Peter Neutze

Personal information
- Full name: Peter Stephen Neutze
- Born: 5 September 1963 (age 62) Auckland, New Zealand
- Batting: Right-handed
- Bowling: Right arm leg break

Domestic team information
- 1984/85: Otago
- 1987/88–1988/89: Auckland
- 1989/90: Northern Districts

Career statistics
| Competition | First-class | List A |
| Matches | 15 | 6 |
| Runs scored | 107 | 11 |
| Batting average | 8.91 | 5.50 |
| 100s/50s | 0/0 | 0/0 |
| Top score | 40 | 10 |
| Balls bowled | 2,775 | 72 |
| Wickets | 30 | 0 |
| Bowling average | 44.53 | – |
| 5 wickets in innings | 1 | – |
| 10 wickets in match | 0 | – |
| Best bowling | 5/109 | – |
| Catches/stumpings | 5/– | 0/– |
- Source: Cricinfo, 26 February 2010

= Peter Neutze =

New Zealand cricketer (born 1963)

Peter Stephen Neutze (born 5 September 1963) is a New Zealand former cricketer. He played 15 first-class cricket and six List A matches for Otago, Auckland, and Northern Districts between the 1984–85 and 1989–90 seasons.

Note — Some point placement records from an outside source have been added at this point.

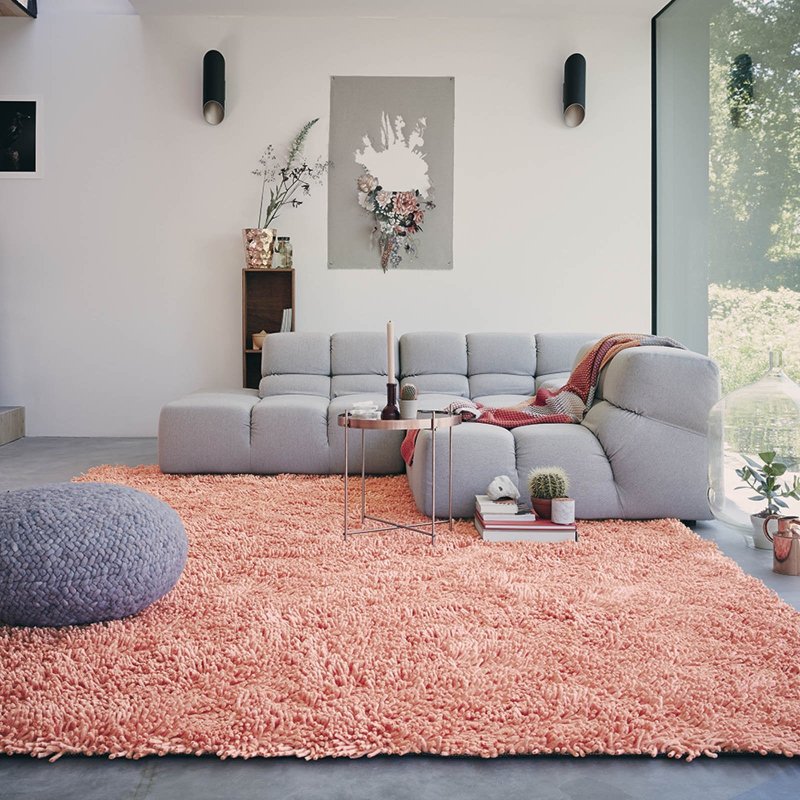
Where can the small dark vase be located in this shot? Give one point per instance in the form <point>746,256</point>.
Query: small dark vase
<point>391,411</point>
<point>541,507</point>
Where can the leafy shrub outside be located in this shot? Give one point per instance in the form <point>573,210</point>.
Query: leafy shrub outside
<point>744,325</point>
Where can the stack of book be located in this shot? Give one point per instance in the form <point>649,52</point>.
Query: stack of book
<point>505,521</point>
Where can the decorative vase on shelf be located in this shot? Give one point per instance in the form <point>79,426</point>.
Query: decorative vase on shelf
<point>259,245</point>
<point>762,417</point>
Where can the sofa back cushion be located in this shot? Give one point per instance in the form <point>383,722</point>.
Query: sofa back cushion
<point>501,363</point>
<point>296,363</point>
<point>358,363</point>
<point>435,362</point>
<point>555,352</point>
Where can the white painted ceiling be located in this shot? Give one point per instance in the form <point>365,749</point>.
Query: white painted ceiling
<point>399,8</point>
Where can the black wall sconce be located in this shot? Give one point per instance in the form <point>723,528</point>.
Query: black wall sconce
<point>574,90</point>
<point>213,87</point>
<point>740,88</point>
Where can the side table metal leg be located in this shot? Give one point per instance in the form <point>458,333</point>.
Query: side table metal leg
<point>346,462</point>
<point>450,478</point>
<point>433,477</point>
<point>363,480</point>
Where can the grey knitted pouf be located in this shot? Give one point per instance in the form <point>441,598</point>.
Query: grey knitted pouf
<point>84,552</point>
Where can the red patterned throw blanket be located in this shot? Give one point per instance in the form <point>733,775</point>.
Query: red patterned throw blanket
<point>567,404</point>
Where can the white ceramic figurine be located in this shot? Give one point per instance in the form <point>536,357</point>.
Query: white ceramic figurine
<point>502,486</point>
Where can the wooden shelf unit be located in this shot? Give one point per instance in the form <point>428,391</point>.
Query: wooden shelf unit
<point>265,293</point>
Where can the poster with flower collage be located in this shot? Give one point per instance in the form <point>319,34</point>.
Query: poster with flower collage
<point>390,193</point>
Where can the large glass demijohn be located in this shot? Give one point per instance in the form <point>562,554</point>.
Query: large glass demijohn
<point>761,417</point>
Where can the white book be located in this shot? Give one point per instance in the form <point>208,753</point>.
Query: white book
<point>569,534</point>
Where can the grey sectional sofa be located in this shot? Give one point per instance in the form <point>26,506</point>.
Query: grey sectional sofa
<point>640,452</point>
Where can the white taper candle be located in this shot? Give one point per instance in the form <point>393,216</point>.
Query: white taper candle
<point>390,351</point>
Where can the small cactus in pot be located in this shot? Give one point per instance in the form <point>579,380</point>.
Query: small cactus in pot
<point>545,484</point>
<point>408,401</point>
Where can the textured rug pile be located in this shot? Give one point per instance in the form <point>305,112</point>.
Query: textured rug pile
<point>282,639</point>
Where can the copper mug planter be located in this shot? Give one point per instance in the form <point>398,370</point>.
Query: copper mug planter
<point>259,245</point>
<point>785,544</point>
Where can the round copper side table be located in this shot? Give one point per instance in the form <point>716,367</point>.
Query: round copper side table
<point>426,420</point>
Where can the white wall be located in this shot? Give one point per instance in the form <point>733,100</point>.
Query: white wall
<point>120,267</point>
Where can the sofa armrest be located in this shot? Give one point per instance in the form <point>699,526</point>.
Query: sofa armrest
<point>677,387</point>
<point>651,420</point>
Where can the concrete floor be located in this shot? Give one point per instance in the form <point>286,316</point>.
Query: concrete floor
<point>34,461</point>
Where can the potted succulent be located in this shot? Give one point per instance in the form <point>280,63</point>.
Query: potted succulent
<point>281,181</point>
<point>408,401</point>
<point>544,485</point>
<point>763,480</point>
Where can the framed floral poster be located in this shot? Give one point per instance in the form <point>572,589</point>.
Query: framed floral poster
<point>19,149</point>
<point>390,189</point>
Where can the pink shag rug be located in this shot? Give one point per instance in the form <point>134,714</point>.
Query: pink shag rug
<point>282,639</point>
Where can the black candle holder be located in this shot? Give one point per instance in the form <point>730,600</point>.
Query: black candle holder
<point>391,411</point>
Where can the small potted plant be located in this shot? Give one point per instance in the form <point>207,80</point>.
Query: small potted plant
<point>544,485</point>
<point>408,401</point>
<point>763,480</point>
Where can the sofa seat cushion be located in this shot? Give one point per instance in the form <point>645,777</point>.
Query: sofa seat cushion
<point>435,401</point>
<point>207,431</point>
<point>290,434</point>
<point>435,362</point>
<point>296,363</point>
<point>577,450</point>
<point>480,453</point>
<point>382,447</point>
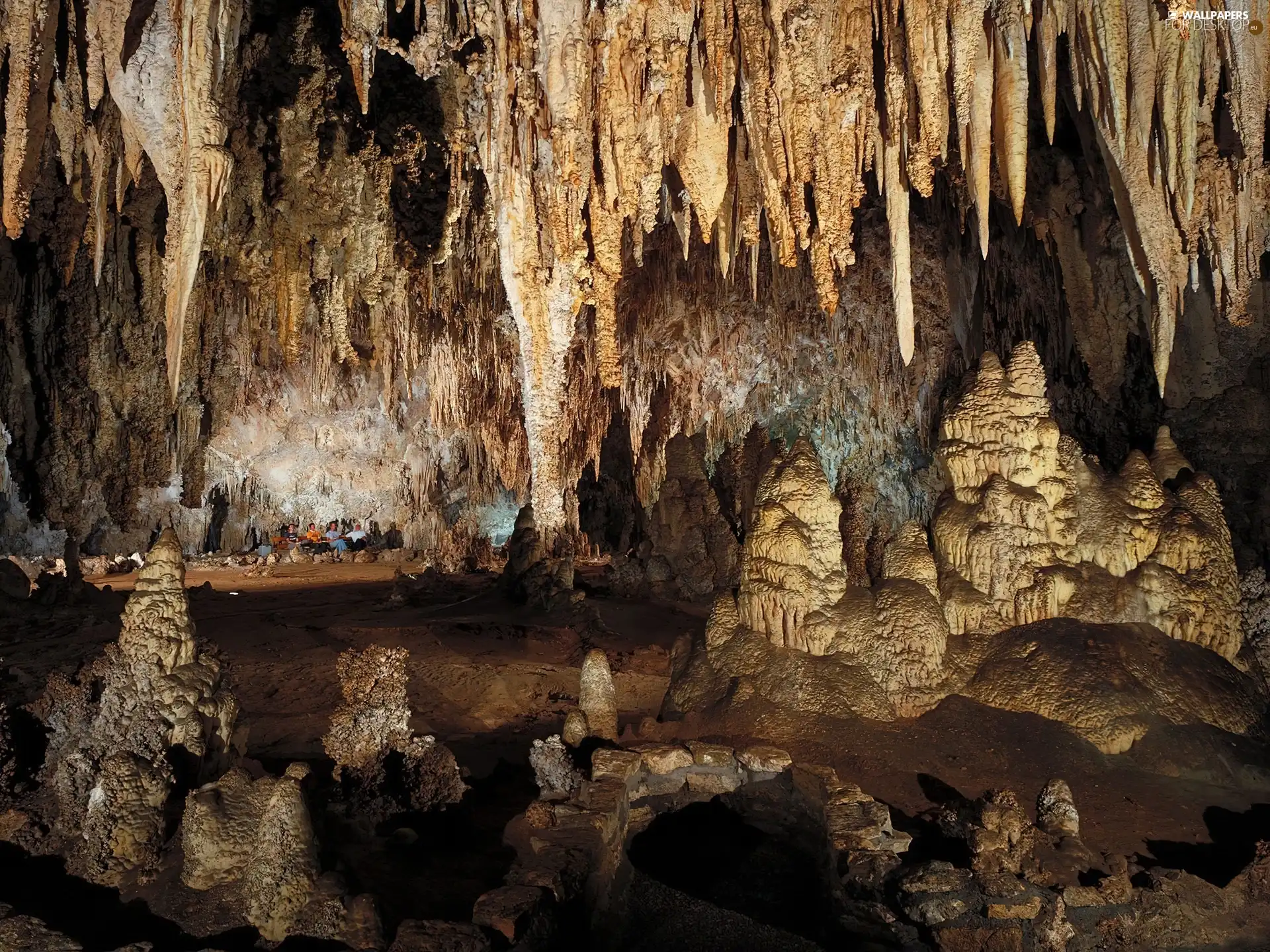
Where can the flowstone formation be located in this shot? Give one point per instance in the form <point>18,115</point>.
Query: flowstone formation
<point>1109,603</point>
<point>887,643</point>
<point>532,574</point>
<point>596,714</point>
<point>255,840</point>
<point>1033,528</point>
<point>381,764</point>
<point>693,553</point>
<point>150,714</point>
<point>437,252</point>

Neutze was born at Auckland in 1963. He played as a right-arm leg-spin bowler. His best innings figures came in his debut match when he took 5 for 109 for Otago against Central Districts in January 1985. His best match figures came four years later for Auckland, when he took seven wickets – 4 for 41 and 3 for 71 – against Central Districts in February 1989. A tail-end batsman, in his last first-class match in February 1990 he scored 40 for Northern Districts, adding 85 for the ninth wicket in 53 minutes with Brendon Bracewell against Otago.

Professionally Neutze worked as a lawyer until he was indefinitely suspended in 2006 after a series of complaints made against him.